Beyond metrics such as binding affinity and molecular properties, the fidelity of torsion angles within generated molecules needs to be considered. Torsion angles will be used as an indicator to evaluate the reasonableness of the initial conformation. A molecule with torsion angle distribution closer to that of the ground truth molecule suggests that its conformation is more likely to be closer to the real molecule and does not violate inherent physical constraints. Moreover, excessively twisted torsion angles in the initial conformation can induce the conformation’s energy to become trapped in local minima during molecular docking, making it difficult to escape and causing deviations in the docking results. Therefore, reasonable torsion angles are also beneficial for virtual screening based on docking.
Our analysis involved the examination of torsion angles within the 3D conformations of approximately 100,000 molecules from the training set in CrossDocked2020 dataset as a reference (Supplementary Fig. 1), we extracted a total of 273 different types of torsion angle distributions. Subsequently, we curated a subset of torsion angles, characterized by their abundance and non-random distribution, enabling an in-depth comparative analysis. Jensen-Shannon divergence (JSD) is used to assess the disparity between the torsion angle distributions in the test set and those of the molecules generated by the models.

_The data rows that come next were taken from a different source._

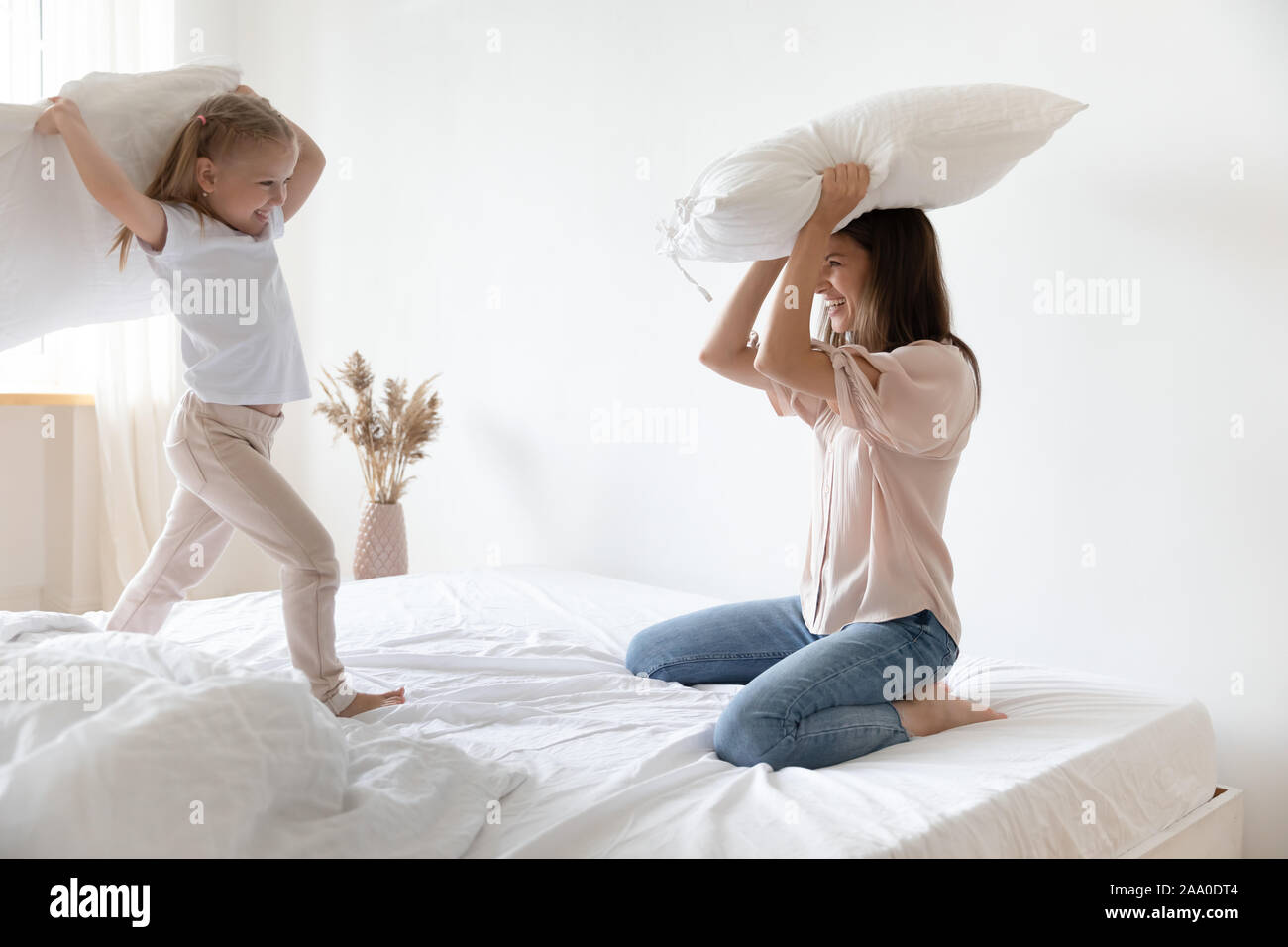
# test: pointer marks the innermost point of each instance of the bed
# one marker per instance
(524, 736)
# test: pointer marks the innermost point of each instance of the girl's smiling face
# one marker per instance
(244, 187)
(842, 279)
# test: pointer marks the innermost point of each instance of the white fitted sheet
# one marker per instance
(524, 667)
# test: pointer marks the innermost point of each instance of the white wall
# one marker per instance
(516, 169)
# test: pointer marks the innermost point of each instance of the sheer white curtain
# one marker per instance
(132, 368)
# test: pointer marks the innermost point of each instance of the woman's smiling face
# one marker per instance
(249, 183)
(842, 279)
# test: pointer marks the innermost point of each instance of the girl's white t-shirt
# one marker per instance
(240, 342)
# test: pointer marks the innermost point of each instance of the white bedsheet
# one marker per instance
(172, 754)
(522, 667)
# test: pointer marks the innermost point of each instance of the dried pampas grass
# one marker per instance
(387, 441)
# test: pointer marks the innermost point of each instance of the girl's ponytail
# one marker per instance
(219, 125)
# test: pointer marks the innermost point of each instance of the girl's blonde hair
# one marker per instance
(232, 121)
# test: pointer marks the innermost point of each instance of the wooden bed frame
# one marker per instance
(1214, 830)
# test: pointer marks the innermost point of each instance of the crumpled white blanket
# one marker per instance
(128, 745)
(54, 265)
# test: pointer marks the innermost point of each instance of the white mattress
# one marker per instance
(523, 668)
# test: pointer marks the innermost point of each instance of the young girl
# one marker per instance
(207, 223)
(875, 618)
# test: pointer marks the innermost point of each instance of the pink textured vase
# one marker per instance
(381, 547)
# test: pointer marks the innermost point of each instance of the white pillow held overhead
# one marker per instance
(926, 147)
(55, 270)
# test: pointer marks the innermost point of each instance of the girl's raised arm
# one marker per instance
(104, 180)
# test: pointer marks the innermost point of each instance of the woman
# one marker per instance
(851, 664)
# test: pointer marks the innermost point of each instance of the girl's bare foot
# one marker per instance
(364, 702)
(940, 712)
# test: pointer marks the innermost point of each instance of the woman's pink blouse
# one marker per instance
(884, 466)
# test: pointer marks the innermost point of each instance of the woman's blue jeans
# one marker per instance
(809, 699)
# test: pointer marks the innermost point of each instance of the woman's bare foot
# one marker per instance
(364, 702)
(940, 712)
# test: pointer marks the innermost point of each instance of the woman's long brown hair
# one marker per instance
(906, 298)
(231, 121)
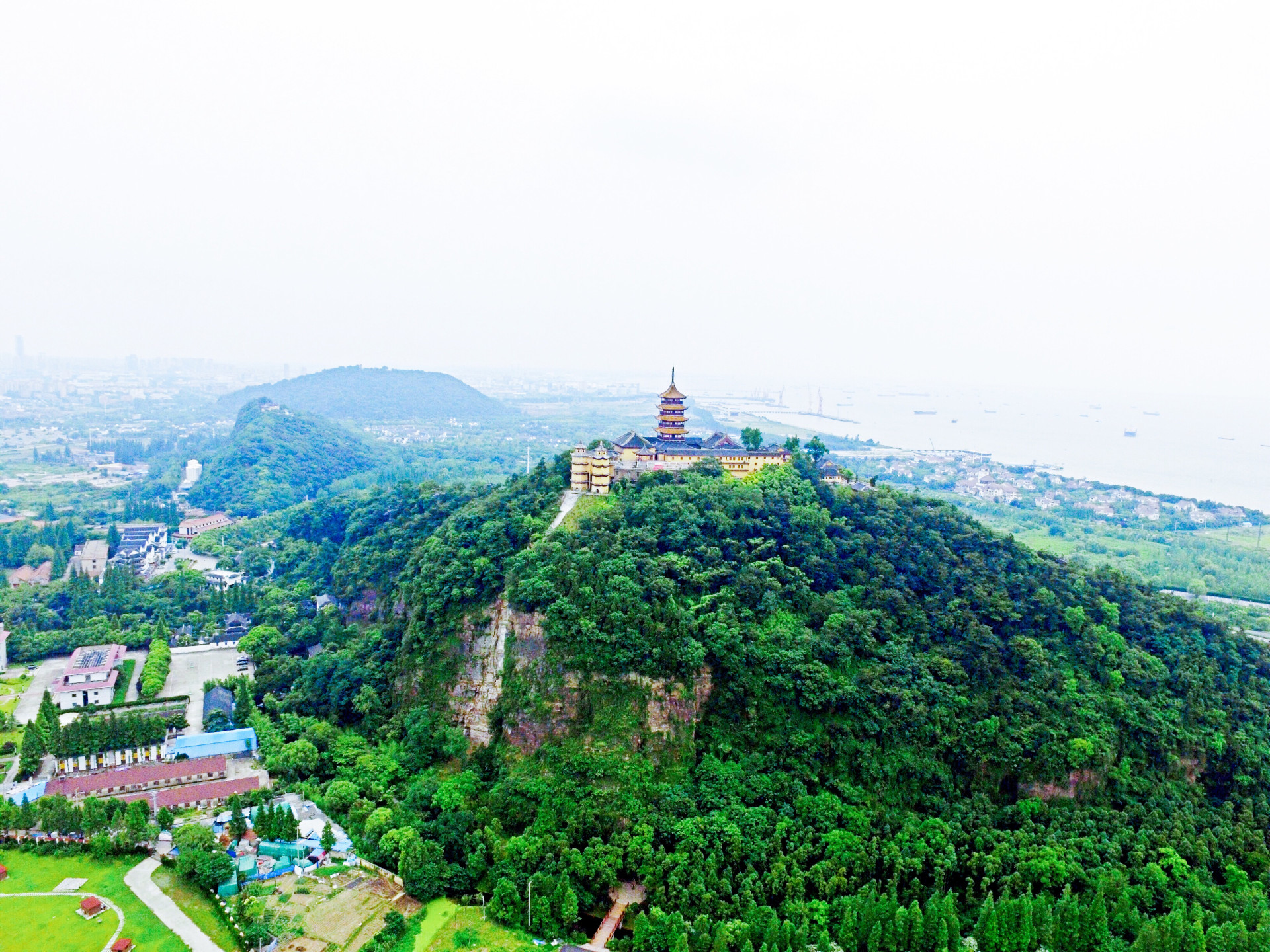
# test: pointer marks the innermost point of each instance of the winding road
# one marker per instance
(168, 912)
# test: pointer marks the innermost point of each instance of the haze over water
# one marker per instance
(1202, 447)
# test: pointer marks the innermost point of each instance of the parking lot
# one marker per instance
(52, 668)
(190, 666)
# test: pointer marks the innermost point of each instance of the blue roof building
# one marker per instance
(32, 791)
(240, 740)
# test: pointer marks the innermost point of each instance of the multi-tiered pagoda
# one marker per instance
(672, 448)
(671, 422)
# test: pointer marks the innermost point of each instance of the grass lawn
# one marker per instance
(30, 922)
(586, 506)
(197, 905)
(433, 916)
(40, 873)
(439, 935)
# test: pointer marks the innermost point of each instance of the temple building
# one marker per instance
(671, 448)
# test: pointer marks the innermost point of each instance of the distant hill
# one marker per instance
(277, 457)
(378, 394)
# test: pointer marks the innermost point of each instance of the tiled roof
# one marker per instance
(122, 778)
(196, 793)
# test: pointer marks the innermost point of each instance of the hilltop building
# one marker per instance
(198, 524)
(91, 677)
(91, 559)
(671, 448)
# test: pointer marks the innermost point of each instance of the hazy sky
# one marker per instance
(962, 192)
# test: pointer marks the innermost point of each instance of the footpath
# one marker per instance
(168, 912)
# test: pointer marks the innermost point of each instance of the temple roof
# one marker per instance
(630, 440)
(672, 393)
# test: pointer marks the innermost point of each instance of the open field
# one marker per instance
(436, 914)
(197, 905)
(32, 920)
(346, 909)
(38, 873)
(489, 935)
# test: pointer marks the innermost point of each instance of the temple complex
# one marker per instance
(671, 448)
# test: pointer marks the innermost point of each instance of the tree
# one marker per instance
(244, 705)
(506, 906)
(568, 906)
(238, 823)
(136, 816)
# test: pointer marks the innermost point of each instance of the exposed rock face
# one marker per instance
(480, 684)
(506, 641)
(1075, 781)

We first conducted a comprehensive evaluation to examine all detectable dihedral angles. For the TamGen, the conformations we used were obtained using the ETKDG method from RDKit, which is a widely used conformer generation algorithm that incorporates torsion angle preferences derived from experimental data to refine the initial conformations generated by distance geometry methods60. In addition, utilizing ETKDG ensures a fair comparison with Token-Mol, as our approach also derives the initial conformations from ETKDG, followed by a subsequent refinement with the generated torsion angle tokens.
However, independent assessments of the torsion angle distributions for molecules generated by each model (Fig. 3b) indicate that Token-Mol may capture torsion angles that occur very infrequently in the reference molecular set, achieving approximately 90% recovery for these torsion angles, while the majority of baseline models fell around 60%-80%. This discrepancy of recovery presents a challenge for making fair comparisons of the overall distribution landscape of all detectable torsion angles between each model. Additionally, it explains why the distribution of Token-Mol exhibits outliers with JSD greater than 0.4. Since the model directly learns the numerical distribution of torsion angles, it may struggle to accurately capture the distributions of less frequently occurring torsion angles, resulting in performance that is inferior to the experimentally based ETKDG method.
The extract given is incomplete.